State Library Victoria > La Trobe Journal

No 62 Spring 1998

2

From the Editorial Chair

With one exception, all the contributors to this number of The La Trobe Journal are librarians currently working at the State Library. The exception is John Arnold, who will be known to many readers as a former librarian, and a moving spirit in the Friends of the State Library for many years. In 1989 he moved from the State Library, where he was Deputy La Trobe Librarian, to the Australian Studies Centre at Monash University, where he is now Deputy Director. John Arnold, whose interest in the history of libraries is evident in his frequent contributions to the Journal over the years, fittingly contributes a profile of the first librarian, Augustus Tulk.
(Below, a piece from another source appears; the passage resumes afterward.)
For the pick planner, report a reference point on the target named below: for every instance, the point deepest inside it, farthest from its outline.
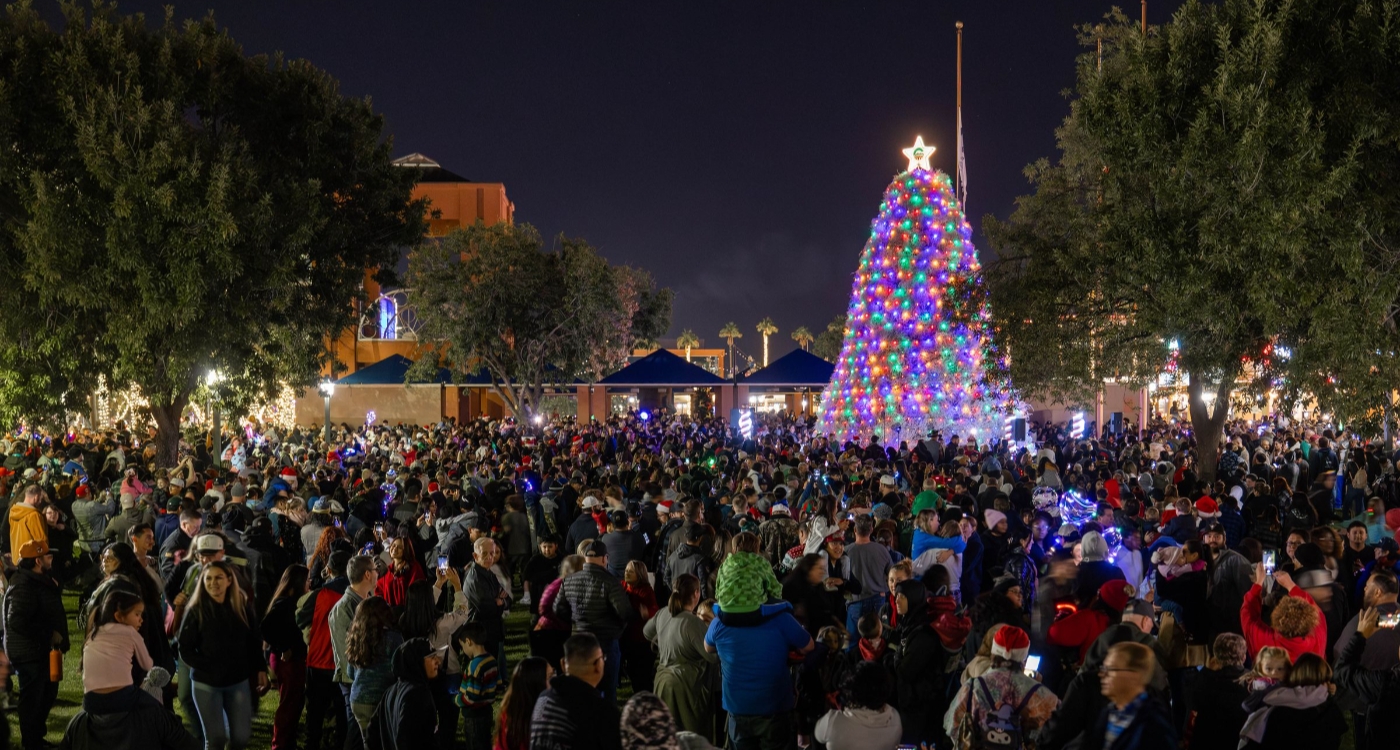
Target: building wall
(391, 405)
As readers of the State Library News will be aware, four buildings on the La Trobe Street frontage of the Library have been named in honour of former Chief Librarians — Augustus Tulk, Edmund La Touche Armstrong, Ernest R. Pitt and C.A. McCallum. Sandra Burt, assistant editor of the Journal, will be contributing a profile of Pitt to a future number, and profiles of other Chief Librarians will follow. But the series is not intended to be confined to those at the top, or even to librarians. The first profile — in the previous number of the Journal — was devoted to the late Geoffrey Serle. While few non-librarians have done as much as he did for the State Library, there are many others who have, in various ways, worked to promote the Library, and over time we hope to bring some of them to the attention of our readers. Anyone who is interested in contributing to this section of the Journal is invited to discuss their ideas with Ms Burt.
This number of the Journal focuses on the visual, with contributions from the staff of the Picture Collection, and an account by Brian Hubber, Rare Books Librarian, of how the Library acquired that source of visual delight, Audubon's Birds of America, which is the Library's greatest book treasure. We are indebted to Christine Downer, Picture Librarian, for organising the articles by her staff, and for her own scholarly contributions. Michael Galimany quotes a French photographer as saying, ‘In Europe everyone knows the great libraries of the world collect images’. I doubt that everyone in Australia knows that. At any rate, the material gathered here will give readers some idea of the range and richness of the State Library's collection of images. Michael Galimany and Kerry Agnew outline the history of collecting in two important areas, and Olga Tsara and Mary Lewis write about two of the individual collections.
In the course of preparing this number it became clear that we could not hope to include all the articles offered to us, or illustrate as fully as we would like those we did include. Thanks to generous financial support from Mr Bruce Trethowan, however, we are able to reproduce some of the images in colour.
The Library's holding of photographs is so extensive in time and in subject matter that we should like to devote a future number of the Journal to the history of photography in Australia, and highlight some of the research now being done. Potential contributors are invited to get in touch.